The study, "CAGE: The Coaching and Gender Equity Project," notes that the decline in female coaches is problematic because the quality of coaching would improve if larger numbers of men and women were in the coaching pool; that gender equity in coaching is declining while other professions are seeing increased gender equity, and that fewer female coaches means fewer role models and athletes may avoid sports-related professions entirely without good role models. "The ideal solution would be complete integration," says Dr. Robert Drago, professor of labor studies and industrial relations and women's studies. "A situation where student athletes – men or women – would be just as likely to have a female as a male coach." However, men's athletics has been a particularly hard area for women to gain access. Another approach would be men coaching men and women coaching women, but hiring specifically for this approach is illegal under traditional antidiscrimination laws and ultimately not desirable. But, in the short term, increasing the number of women coaching women is more realistic than aiming for total parity, the researchers say.


To determine ways to approach parity, the researchers, including Drago, Lynn Hennighausen, consultant; Jacqueline Rogers, professor and director of women's studies, Lehigh University; Teresa Vescio, associate professor of psychology and women's studies, and Kai Dawn Stauffer, doctoral student and research assistant, used focus groups of female coaches, focus groups of female athletes and census data on coaches. What they found from the census data is that women coaches are more likely to be employed part-time and their hourly wages are well below that of men. They also found that full-time coaches in general work very long hours compared to other workers and women coaches are far less likely than others to have partners or children. "The decline in coaching can be attributed to sex discrimination, extreme workloads, family-unfriendly jobs and the fact that race and sexual orientation remain important," says Drago. According to the coaches and athletes focus groups, after Title IX, coaching women athletes changed from a part-time or voluntary position to a "bread winner" job. The largely informal, poorly defined career track for coaches also created an atmosphere where "who you know" is more important than "what you know." More men wanted these good jobs and they knew the right people. "Another problem is that women athletes seem to favor male coaches over female ones, leading to a situation where female-coached teams are at a disadvantage in recruitment," says Drago.

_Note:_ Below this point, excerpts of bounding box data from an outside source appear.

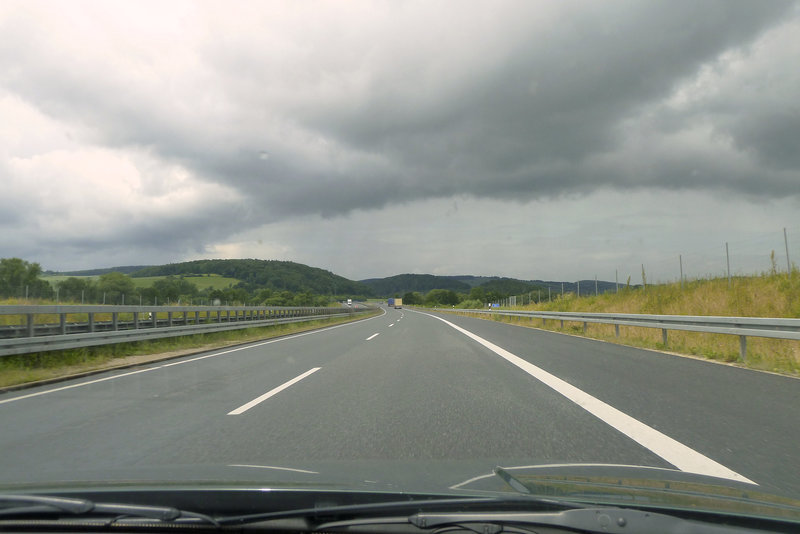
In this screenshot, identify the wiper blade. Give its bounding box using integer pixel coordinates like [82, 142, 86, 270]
[217, 495, 585, 526]
[0, 495, 220, 527]
[315, 508, 753, 534]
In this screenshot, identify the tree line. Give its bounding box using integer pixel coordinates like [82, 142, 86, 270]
[0, 258, 334, 306]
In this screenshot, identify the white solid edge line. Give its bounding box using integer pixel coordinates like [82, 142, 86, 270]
[417, 312, 758, 485]
[228, 367, 322, 415]
[0, 310, 386, 404]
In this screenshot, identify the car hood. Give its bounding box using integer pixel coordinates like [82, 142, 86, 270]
[0, 460, 800, 521]
[451, 464, 800, 521]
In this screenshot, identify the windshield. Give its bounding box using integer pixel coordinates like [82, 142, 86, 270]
[0, 0, 800, 520]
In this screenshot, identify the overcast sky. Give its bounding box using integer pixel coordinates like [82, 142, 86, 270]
[0, 0, 800, 283]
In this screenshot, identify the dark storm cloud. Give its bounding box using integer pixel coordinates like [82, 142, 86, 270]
[0, 0, 800, 268]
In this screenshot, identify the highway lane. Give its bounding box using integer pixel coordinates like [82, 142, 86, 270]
[0, 310, 800, 495]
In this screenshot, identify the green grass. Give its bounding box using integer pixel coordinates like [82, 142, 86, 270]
[454, 270, 800, 376]
[0, 311, 379, 387]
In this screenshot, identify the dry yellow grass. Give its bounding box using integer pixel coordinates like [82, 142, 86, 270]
[460, 270, 800, 376]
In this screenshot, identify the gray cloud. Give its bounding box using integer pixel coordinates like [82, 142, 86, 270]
[0, 1, 800, 274]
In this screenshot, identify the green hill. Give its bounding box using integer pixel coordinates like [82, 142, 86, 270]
[360, 274, 470, 297]
[131, 259, 372, 296]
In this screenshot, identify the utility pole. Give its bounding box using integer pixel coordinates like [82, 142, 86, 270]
[783, 228, 792, 278]
[725, 241, 731, 288]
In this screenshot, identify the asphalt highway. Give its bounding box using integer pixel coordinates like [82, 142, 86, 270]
[0, 309, 800, 496]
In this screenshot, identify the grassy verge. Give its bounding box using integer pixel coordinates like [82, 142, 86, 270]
[0, 311, 379, 387]
[454, 270, 800, 376]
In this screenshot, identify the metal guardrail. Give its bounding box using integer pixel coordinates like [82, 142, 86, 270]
[0, 305, 369, 356]
[445, 309, 800, 360]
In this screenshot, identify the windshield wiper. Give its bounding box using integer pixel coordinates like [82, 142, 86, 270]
[0, 494, 220, 527]
[315, 507, 776, 534]
[217, 495, 585, 526]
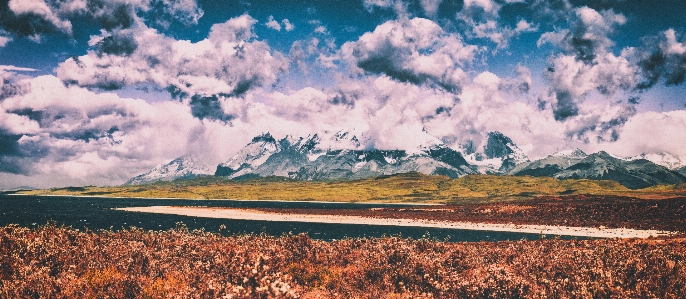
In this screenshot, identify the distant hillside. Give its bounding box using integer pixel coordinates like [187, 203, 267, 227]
[26, 172, 686, 203]
[510, 150, 686, 189]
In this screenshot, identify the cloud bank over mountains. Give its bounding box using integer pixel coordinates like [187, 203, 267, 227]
[0, 0, 686, 188]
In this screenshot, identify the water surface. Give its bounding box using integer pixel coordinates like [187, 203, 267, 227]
[0, 195, 576, 242]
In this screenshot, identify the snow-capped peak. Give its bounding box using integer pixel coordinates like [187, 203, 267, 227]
[550, 148, 588, 158]
[125, 155, 214, 185]
[220, 133, 278, 170]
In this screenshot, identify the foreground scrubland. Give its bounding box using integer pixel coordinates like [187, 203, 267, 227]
[0, 225, 686, 298]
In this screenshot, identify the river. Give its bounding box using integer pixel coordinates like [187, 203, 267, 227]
[0, 195, 580, 242]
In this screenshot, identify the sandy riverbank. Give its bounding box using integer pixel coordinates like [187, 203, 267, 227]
[117, 206, 671, 238]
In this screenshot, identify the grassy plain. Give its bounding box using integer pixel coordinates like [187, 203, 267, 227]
[19, 173, 686, 203]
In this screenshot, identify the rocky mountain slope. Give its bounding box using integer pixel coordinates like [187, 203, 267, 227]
[509, 150, 686, 189]
[215, 132, 476, 180]
[124, 156, 214, 185]
[126, 131, 686, 189]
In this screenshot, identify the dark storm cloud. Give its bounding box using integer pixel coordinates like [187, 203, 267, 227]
[638, 29, 686, 89]
[342, 18, 477, 92]
[0, 0, 68, 37]
[190, 95, 234, 122]
[553, 91, 579, 121]
[0, 128, 29, 174]
[96, 32, 138, 56]
[0, 0, 203, 40]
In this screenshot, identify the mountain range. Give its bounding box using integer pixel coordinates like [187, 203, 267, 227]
[125, 131, 686, 189]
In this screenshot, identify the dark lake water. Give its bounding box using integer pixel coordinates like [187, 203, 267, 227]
[0, 194, 580, 242]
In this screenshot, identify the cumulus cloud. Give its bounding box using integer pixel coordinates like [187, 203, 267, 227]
[605, 110, 686, 156]
[264, 16, 281, 31]
[639, 28, 686, 89]
[0, 0, 203, 40]
[0, 73, 268, 187]
[538, 7, 640, 129]
[419, 0, 443, 18]
[341, 18, 477, 90]
[56, 15, 288, 120]
[0, 35, 12, 48]
[281, 19, 295, 31]
[457, 0, 538, 51]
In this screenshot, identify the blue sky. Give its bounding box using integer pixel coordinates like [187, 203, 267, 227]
[0, 0, 686, 188]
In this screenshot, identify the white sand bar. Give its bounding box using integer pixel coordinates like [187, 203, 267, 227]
[116, 206, 673, 238]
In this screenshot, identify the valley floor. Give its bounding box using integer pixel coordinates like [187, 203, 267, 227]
[118, 206, 675, 238]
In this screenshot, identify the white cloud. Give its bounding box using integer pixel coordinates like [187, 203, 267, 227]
[56, 15, 288, 109]
[264, 16, 281, 31]
[419, 0, 443, 18]
[281, 19, 295, 31]
[0, 72, 272, 187]
[2, 0, 204, 42]
[598, 110, 686, 156]
[0, 35, 12, 48]
[341, 18, 477, 90]
[7, 0, 72, 34]
[537, 6, 641, 129]
[457, 0, 538, 52]
[0, 65, 37, 72]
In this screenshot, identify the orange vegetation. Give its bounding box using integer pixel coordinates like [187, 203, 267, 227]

The focus groups indicate that both coaches and athletes view the coaching job as out of control with too many hours, too many responsibilities and too many trips away from home. The study notes that "Many of the students believed that jobs in coaching were out of the question precisely because they rule out substantive commitments to family." Another problem is that the number of non-White female coaches is very small. While 16 percent of full-time male coaches are non-White, less than 10 percent of female coaches are non-White. However, about 30 percent of male and 20 percent of female athletes are non-White. "It appears that both male and female athletes of color are being lost in the pipeline to coaching at about twice the rate of white student athletes," says Drago. The Census data does show a high percentage – about 6 percent – of lesbians among women coaches, even though substantial discrimination in both hiring and in treatment if hired exists. The study suggests that colleges and universities should work to increase the number of women in the coaching pipeline; that they formalize hiring and decision-making processes, training and career paths. Institutions should seek to make coaching jobs more family friendly. And finally, provide a more inclusive environment within athletic departments, teams and organizations for women, people of color and individuals with non-traditional sexual orientation.


The National Collegiate Athletic Association, the National Association of Collegiate Women Athletics administrators and Penn State funded this study.